As some of you know, we are greeny-greensters, so we grow our own veggie garden, make compost, and buy organic and local.
Well, sometimes.
If we started to apply the “locally-grown” condition to our food (250-mile radius), what would be have to give up that we really like?
Let’s see…
- Bananas
- Coffee
- Tea
- Pineapples
- Citrus (scurvy alert!)
- “Fresh” fruits and veggies during most of the year.
I am currently reading a book called “Little Heathens” by author Millie Armstrong Kalish, a Garrison, Iowa native who details exhaustively farm life during the Great Depression.
When I saw “exhaustively” I mean it. Literally 99 percent everything this family consumed fulfilled the 250-radius guideline (excepting occasional citrus fruits). This was in part because of frugality– they had to make/bake/grow/cook it themselves in order to afford it. But it was also because that was the way rural life proceeded.
Grow corn. Eat the corn. Save some kernels for next year’s crop. Dry the cobs. Use the cobs for either a) fuel, b) feed for animals, or c) toilet paper.
Reading this book is wonderful, but makes you realize without complete certainty why the generation after the war — especially the homemakers– not only embraced all the modern conveniences (from cars and refrigerators to pre-packaged meals, and canned corn), they probably wanted to make love to them. Making-growing-herding-hunting-sewing is two to three full time jobs– days overflowing with never- ending work and no chance for a 2-week vacation in Branson.
This is not to diss the locally-grown movement. In fact, it is an argument FOR it. Learning from our “heritage experts” helps us to reconnect to the reality of food. As Millie Kalish points out in her chapter on “Farm Food”:
“I do feel the knowledge of how to fry potatoes, make a pie crust, and dress a chicken encourages self-sufficiency and creates a sense of confidence in one’s ability to cope with life. Indeed I want my own family to be aware of the foods, the ingenuity, the knowledge, the skills, and above all, the everlasting work that was required to survive when resources and supplies were limited.”

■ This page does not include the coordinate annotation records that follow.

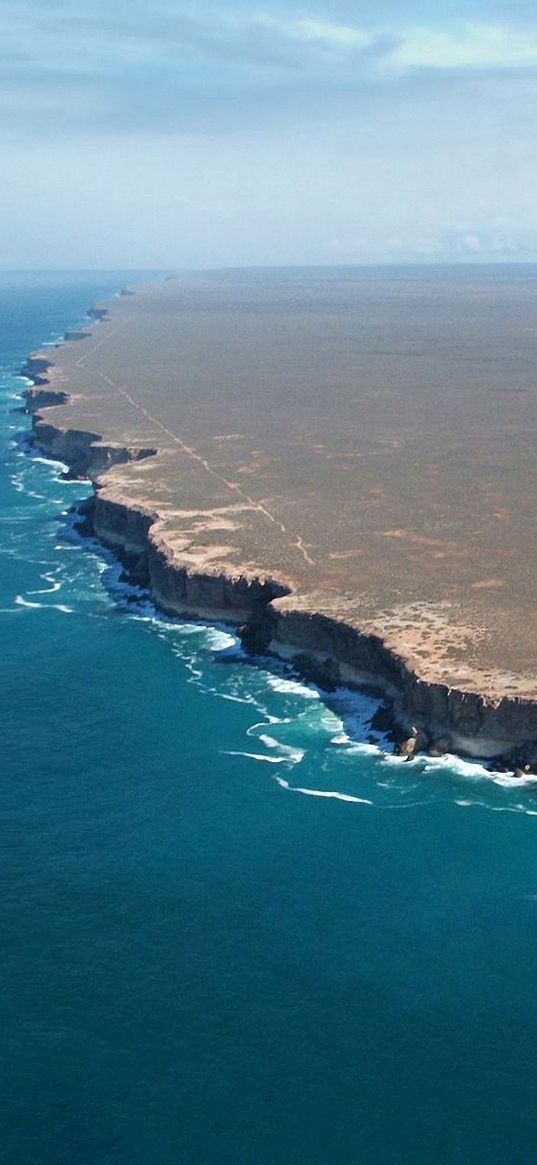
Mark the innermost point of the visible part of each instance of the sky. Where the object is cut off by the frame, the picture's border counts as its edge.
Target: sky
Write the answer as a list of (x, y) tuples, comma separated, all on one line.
[(196, 135)]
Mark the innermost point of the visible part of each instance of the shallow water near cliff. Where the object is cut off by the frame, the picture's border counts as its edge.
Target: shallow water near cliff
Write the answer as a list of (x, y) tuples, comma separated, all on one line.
[(235, 931)]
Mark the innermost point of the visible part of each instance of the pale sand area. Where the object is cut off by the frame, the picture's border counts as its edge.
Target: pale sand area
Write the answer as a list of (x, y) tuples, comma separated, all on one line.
[(368, 440)]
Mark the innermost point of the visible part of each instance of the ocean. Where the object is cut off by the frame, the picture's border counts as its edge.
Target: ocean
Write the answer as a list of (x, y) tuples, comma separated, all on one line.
[(235, 930)]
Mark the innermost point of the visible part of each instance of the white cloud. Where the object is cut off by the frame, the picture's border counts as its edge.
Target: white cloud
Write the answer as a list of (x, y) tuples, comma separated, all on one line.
[(474, 46)]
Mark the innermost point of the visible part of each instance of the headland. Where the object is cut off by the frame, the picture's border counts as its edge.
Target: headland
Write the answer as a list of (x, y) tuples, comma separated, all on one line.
[(340, 461)]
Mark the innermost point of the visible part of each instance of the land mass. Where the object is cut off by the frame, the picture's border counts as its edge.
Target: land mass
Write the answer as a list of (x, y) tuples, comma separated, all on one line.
[(343, 463)]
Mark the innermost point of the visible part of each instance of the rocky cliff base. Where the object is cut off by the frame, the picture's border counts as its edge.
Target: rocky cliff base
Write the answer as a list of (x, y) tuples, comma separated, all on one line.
[(325, 648)]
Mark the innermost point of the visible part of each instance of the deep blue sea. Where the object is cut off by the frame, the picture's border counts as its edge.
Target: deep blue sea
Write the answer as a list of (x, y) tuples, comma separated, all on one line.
[(232, 933)]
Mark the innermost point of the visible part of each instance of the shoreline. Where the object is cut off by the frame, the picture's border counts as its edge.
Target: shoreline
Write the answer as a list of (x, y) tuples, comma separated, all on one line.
[(426, 715)]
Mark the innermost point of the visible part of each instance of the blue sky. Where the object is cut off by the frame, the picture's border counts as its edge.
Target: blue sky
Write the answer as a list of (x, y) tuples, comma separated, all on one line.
[(199, 135)]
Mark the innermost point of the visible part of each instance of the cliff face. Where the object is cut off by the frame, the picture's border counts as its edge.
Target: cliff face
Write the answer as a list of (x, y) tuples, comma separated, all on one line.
[(326, 648), (344, 655)]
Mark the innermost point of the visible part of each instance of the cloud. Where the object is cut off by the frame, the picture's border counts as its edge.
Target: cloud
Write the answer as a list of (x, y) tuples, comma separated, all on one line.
[(470, 47)]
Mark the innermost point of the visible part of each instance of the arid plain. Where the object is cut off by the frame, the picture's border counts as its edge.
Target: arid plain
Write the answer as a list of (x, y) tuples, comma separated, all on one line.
[(366, 438)]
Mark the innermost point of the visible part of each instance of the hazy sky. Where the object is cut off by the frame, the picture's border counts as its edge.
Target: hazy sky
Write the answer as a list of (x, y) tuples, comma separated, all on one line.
[(170, 134)]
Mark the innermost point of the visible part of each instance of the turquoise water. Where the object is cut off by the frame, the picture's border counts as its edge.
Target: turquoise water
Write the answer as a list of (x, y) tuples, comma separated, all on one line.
[(232, 932)]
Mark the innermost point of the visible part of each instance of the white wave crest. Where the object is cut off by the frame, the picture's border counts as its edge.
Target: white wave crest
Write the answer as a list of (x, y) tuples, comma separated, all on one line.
[(323, 792)]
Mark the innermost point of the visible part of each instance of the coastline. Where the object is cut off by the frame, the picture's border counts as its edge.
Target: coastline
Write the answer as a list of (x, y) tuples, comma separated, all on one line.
[(271, 619)]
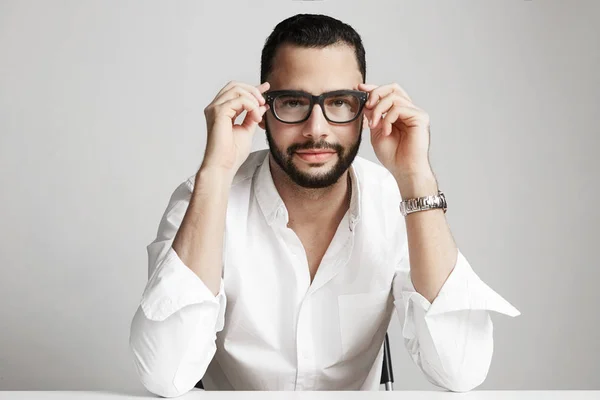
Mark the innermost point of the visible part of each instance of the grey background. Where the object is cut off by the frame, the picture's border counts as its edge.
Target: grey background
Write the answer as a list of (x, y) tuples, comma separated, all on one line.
[(101, 117)]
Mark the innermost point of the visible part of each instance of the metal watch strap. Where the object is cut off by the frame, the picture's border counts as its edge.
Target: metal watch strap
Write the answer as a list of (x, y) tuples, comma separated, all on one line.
[(424, 203)]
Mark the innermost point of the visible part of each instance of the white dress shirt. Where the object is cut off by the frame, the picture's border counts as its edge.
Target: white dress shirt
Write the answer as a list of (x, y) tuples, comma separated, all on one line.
[(270, 328)]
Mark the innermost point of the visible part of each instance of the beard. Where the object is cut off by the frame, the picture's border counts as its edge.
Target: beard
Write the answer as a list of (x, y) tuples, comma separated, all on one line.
[(285, 160)]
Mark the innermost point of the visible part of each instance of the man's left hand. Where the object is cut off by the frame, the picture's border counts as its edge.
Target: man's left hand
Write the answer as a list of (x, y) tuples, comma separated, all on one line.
[(400, 138)]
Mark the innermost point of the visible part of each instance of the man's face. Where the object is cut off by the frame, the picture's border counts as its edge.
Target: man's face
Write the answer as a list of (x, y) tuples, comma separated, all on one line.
[(314, 71)]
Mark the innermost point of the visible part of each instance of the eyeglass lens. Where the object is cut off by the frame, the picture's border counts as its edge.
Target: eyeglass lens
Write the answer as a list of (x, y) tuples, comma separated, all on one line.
[(337, 108)]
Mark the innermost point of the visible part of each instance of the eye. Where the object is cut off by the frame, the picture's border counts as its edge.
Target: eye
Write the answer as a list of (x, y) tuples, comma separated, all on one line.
[(291, 103)]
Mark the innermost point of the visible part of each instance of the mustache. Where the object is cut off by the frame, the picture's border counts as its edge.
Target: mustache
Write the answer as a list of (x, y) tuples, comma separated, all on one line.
[(314, 146)]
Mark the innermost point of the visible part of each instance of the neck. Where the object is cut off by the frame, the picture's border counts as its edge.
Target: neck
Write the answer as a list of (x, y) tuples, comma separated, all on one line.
[(312, 207)]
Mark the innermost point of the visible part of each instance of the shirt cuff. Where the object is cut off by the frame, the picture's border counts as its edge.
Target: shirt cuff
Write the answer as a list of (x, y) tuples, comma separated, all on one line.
[(173, 286), (463, 290)]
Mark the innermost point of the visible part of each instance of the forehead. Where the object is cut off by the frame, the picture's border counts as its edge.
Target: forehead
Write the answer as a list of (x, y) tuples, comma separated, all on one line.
[(315, 70)]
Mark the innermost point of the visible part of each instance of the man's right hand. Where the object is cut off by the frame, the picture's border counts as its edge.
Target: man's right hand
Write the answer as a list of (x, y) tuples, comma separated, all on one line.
[(228, 145)]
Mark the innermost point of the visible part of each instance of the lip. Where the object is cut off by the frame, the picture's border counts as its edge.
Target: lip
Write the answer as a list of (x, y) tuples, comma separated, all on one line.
[(315, 156)]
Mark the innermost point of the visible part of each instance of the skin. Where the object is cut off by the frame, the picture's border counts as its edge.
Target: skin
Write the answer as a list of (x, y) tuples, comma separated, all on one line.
[(315, 194)]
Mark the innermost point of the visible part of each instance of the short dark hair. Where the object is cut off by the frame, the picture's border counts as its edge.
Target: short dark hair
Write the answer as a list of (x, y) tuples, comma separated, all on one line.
[(311, 30)]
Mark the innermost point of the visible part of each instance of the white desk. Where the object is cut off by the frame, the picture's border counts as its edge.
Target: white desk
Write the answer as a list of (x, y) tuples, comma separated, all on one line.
[(403, 395)]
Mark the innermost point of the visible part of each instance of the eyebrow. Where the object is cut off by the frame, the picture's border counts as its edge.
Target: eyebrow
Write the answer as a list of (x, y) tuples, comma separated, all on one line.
[(325, 91)]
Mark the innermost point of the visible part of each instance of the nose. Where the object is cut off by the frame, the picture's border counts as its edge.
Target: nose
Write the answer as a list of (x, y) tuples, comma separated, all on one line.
[(316, 124)]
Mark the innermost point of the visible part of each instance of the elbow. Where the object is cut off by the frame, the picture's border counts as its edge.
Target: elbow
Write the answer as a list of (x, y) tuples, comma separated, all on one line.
[(156, 380), (155, 370)]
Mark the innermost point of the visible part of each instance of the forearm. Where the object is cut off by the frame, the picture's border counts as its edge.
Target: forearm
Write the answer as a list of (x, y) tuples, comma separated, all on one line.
[(432, 250), (199, 240)]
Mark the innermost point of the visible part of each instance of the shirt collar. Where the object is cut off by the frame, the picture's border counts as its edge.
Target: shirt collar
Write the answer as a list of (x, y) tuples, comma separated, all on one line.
[(273, 206)]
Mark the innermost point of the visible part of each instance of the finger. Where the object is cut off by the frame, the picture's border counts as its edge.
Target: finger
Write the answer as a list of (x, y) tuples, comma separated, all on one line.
[(255, 91), (252, 119), (366, 87), (405, 113), (383, 106), (233, 93), (233, 108), (383, 91)]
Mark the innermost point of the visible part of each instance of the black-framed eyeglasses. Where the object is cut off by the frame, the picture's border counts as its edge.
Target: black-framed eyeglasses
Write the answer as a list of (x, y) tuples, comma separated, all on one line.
[(295, 106)]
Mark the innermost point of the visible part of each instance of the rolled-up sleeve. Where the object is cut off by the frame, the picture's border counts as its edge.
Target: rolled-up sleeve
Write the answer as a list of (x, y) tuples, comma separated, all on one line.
[(173, 332), (450, 339)]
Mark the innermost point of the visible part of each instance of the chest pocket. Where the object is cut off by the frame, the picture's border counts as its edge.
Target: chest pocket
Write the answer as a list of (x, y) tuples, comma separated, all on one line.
[(361, 317)]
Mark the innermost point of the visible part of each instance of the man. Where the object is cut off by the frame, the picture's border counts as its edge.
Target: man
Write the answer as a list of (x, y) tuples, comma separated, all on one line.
[(281, 269)]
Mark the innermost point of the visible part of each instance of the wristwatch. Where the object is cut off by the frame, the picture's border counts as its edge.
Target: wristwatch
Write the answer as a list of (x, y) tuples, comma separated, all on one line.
[(424, 203)]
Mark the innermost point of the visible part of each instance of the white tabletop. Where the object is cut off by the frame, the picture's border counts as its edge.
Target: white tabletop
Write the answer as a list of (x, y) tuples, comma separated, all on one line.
[(404, 395)]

So much of what we consume today (and here I’ll just limit to what we put in our mouths) we do mindlessly, without a thought of the work it takes to grow, make or — in the case of bananas — to move it.
So I would argue that “local” is weird for most of us. It stops us from eating mindlessly, the way we have for years. It forces us think about who we are, to look at what we are made of, and to ask this question: what do I intend to invest in this ONLY thing I have control over– my body?
Millie Kalish, 88 years old and writing books, still splits and stacks her own firewood. In this era of techno-growth and obsolescence, where kids are likely to live SHORTER lives than us, what does that tell you about the local food movement, the need to reject convenience and to feel a part of home life again?
Bananas, hold on. Apples want to reclaim their place in the sun.